Robots Beyond the Factory
Julian noted that the potential impact of robotics goes far beyond factories. Advanced robots could eventually extend into services such as home healthcare, cleaning, or repairs — sectors that traditionally struggle with productivity gains. Declining birth rates in developed economies, he said, underscore the need for technologies that can offset shrinking workforces. From a geopolitical standpoint, he described robotics as a dual-use technology, equally relevant to manufacturing efficiency and military applications.
Overcoming Physical Challenges in Robotics
At the same time, Julian was clear about the immense difficulty of robotics. “Physics is unforgiving,” he said, pointing out that while software errors can usually be reversed, mistakes in the physical world have permanent consequences. Even a robot vacuum tangling with a cable demonstrates how quickly a small failure can become catastrophic. Unlike AI systems that process existing digital inputs, roboticists must build hardware that can perceive and act in the physical world, translating digital intent into physical action.
Historically, robotics focused on hardware challenges such as motors, sensors, and locomotion. Breakthroughs like MIT’s Cheetah project in the 2000s helped establish quadruped forms and advanced motor technology. Investment in self-driving cars accelerated progress in 3D sensing, while improvements in consumer electronics drove down the costs of cameras and computation. Today, Julian observed, robots benefit from cheaper, more powerful batteries, actuators, and processors, making real-time onboard decision-making increasingly viable.

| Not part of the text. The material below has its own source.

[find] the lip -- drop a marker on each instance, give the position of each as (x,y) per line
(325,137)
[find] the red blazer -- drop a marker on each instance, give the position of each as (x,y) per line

Foundation Models Driving New Capabilities
The bigger shift, he said, is in how robots are programmed. Until recently, building a robot required teams of engineers writing highly specialized code for narrow applications like sorting packages. That model doesn’t scale. Instead, researchers are now applying the foundation model approach from AI — training large, data-driven systems that can learn new tasks from limited demonstrations. “We want the foundation model for robotics because it may unlock the ability to deploy robots in many places where they’re currently impossible to use,” Julian explained.
A major obstacle is data. While large language models are trained on billions of text-image pairs from the internet, there is no equivalent “internet of robot data.” Current robotics foundation models train on tens of thousands of examples, requiring intensive manual collection. To overcome this, Julian described three strategies: starting with models pretrained on digital data, training robots in simulation, and leveraging existing video of humans performing tasks. Companies are also investing in large fleets of robots to generate training data at scale, hoping to reach a critical threshold where performance rapidly improves.
The gap between intelligence and physical capability remains a defining challenge. Julian compared general-purpose robots to self-driving cars: while cars are robots, their task is relatively simple — moving from point A to point B without touching anything. By contrast, useful robots must perform many different tasks and interact with objects, making the problem far harder.
Comparing US and Chinese Approaches
Julian also highlighted differences between the U.S. and Chinese robotics sectors. Chinese research quality, he said, has improved rapidly in recent years, with many papers now worth close study. Industry approaches also diverge. Chinese firms focus on scaling hardware production and lowering costs, while American companies emphasize breakthroughs in intelligence and services. Unitree, a Hangzhou-based company, exemplifies the Chinese strategy, transforming academic prototypes into affordable, mass-produced quadrupeds.
What Comes Next in Robotics Deployment
Looking ahead, Julian said the first large-scale deployments of general-purpose robots will likely appear in logistics, material handling, and light manufacturing — tasks such as moving, sorting, or kitting parts. These sectors, which make up a significant portion of global labor, are relatively easy to automate and already see pilot projects. More complex assembly work could follow in seven to ten years, while home robots remain a more distant goal given higher safety and capability requirements.
Julian cautioned against framing robotics purely as a threat to jobs. “Most new technologies are labor-multiplying and labor-assisting,” he said. The notion of full labor replacement, he argued, is both unrealistic and premature. Instead, the next wave of robotics is more likely to make workers safer and more productive rather than eliminate entire categories of employment.
As the field pushes forward, Julian sees robotics standing at a similar juncture to artificial intelligence a decade ago. With maturing hardware, falling costs, and growing interest in foundation models, researchers and companies are racing to unlock the next phase. If successful, the robots of the near future may no longer be confined to factory floors, but become versatile tools shaping industries and economies worldwide.